We could not exclude, however, that given their membership in large gene families, the down-regulation of TLP and the lack of differential expression of β-1,3-Gs observed in the present study are due to the fact that we targeted paralogous sequences not involved in a defence response within the 24 hpi.

It is interesting to read our findings in light of the most recent transcriptome studies on Q. suber. Sebastiana et al. (2014) reported recently the differential expression of Q. suber genes comparing transcriptome of ectomycorrhizal (EM) colonized roots with nonsymbiotic roots. Proteins of the NBS-LRR family (namely, CC-NBS-LRR resistance gene subclasse) were found to be the most abundant products of differentially expressed genes (namely, up-regulated). Their involvement in a response to EM colonization, suggests that not only they detect pathogens like P. cinnamomi as observed in our work but also fungi engaged in a mutualistic association.

However, QsCAD2, QsPDI, QsTLP, QsCHI and QsGlu were not found to be differentially expressed as a consequence of the EM colonization.

As a matter of fact it was not expected to observe up-regulation of chitinase and 1,3-β-glucanase as these enzymes are involved in the lysis of hyphal tips and would inhibit mycorrhization. The same applies to TLPs whose activity against fungi proteins has been described (Kim et al. 2009).
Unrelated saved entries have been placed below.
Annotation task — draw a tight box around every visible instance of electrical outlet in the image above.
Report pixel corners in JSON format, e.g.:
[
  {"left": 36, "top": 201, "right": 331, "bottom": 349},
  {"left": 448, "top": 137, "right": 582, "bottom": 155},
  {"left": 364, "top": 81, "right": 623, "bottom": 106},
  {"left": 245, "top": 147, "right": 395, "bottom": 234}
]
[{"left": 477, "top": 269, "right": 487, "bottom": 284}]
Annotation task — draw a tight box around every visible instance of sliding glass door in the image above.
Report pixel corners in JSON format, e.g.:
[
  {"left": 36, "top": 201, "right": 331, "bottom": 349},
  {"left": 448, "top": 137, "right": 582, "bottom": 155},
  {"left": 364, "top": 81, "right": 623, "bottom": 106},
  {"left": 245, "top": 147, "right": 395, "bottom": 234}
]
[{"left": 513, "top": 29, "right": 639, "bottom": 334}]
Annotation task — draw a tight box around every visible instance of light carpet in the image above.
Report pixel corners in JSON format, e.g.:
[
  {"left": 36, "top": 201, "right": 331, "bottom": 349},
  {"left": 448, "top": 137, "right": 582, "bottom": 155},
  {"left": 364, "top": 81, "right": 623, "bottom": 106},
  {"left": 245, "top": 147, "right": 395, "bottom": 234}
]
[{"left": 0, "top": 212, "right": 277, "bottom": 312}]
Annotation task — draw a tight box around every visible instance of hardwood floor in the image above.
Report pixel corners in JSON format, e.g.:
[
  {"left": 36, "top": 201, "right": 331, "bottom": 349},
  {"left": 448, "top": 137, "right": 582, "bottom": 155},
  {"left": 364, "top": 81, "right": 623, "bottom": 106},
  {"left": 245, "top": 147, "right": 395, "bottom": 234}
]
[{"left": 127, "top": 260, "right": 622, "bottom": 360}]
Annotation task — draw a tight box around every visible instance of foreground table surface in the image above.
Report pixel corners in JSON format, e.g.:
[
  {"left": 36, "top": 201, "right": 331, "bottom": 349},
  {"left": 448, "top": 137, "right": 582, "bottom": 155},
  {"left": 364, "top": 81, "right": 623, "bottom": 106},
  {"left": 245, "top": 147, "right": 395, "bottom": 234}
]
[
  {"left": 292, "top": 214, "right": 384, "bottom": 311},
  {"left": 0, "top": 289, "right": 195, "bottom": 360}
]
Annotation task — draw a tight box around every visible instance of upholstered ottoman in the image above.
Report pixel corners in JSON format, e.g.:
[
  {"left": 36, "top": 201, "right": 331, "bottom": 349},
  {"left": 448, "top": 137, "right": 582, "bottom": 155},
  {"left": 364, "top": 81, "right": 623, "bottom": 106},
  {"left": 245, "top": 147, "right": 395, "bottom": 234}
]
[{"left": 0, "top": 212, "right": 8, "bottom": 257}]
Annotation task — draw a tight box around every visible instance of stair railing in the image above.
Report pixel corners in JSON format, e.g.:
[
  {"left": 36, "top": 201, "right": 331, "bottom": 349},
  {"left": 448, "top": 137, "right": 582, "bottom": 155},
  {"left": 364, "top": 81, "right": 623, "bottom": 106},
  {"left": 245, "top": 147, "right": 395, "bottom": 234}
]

Also, cinnamyl alcohol dehydrogenases appears not to participate in the phenylpropanoid metabolism suggesting mycorrhization does not trigger cell wall reinforcement that would oppose hyphae penetration and the success of colonization. Nevertheless, it was expectable to observe QsPDI differential expression as the enzyme is involved in the response to the oxidative burst that was shown to occur in EM establishment, at least in Castanea sativa (Baptista et al., 2007). Also, Tarkka et al. (2013) found chitinase to be down-regulated in Q. robur mycorrhizal roots and genes related to phenylpropanoid metabolism depleted. Overall, these studies show that plant defences are attenuated in the mature oak EMs.

Interestingly, beneficial rhizobacteria appear to stimulate plant defences as it was recently shown in Q. robur challenged with M. alphitoides (Kurth et al., 2014). In this study, a large number of defence-related genes were differentially expressed in plants co-inoculated with a nonpathogenic Streptomyces sp. strain AcH 505 and oak powdery mildew. An identified CC-NBS-LRR gene was down-regulated compared to plants non-inoculated or inoculated either with the bacterium or with the fungus; no other genes from this family were reported. This observation and the above results show the complexity of the mechanisms in which this family of resistance genes appear to be involved. Cinnamyl alcohol dehydrogenase and one chitinase were up-regulated at the same level in plants inoculated either with AcH 505 or oak powdery mildew or co-inoculated as compared to non-inoculated, in agreement with our results. No mention is made to the other genes studied in the present work.

In this study, we provide a brief insight into the expression pattern of some putative cork oak defence related genes during root infection by P. cinnamomi. The identification of these genes is a useful contribution to design and implement screening strategies aiming at the future development of breeding lines. Furthermore, in this study and for the first time a set of potential reference genes were analyzed and validated in root tissues for qRT-PCR normalization in the Phytophthora-Q. suber pathosystem. This is an important issue as the choice of suitable reference genes in any new experimental system is absolutely crucial in qRT-PCR.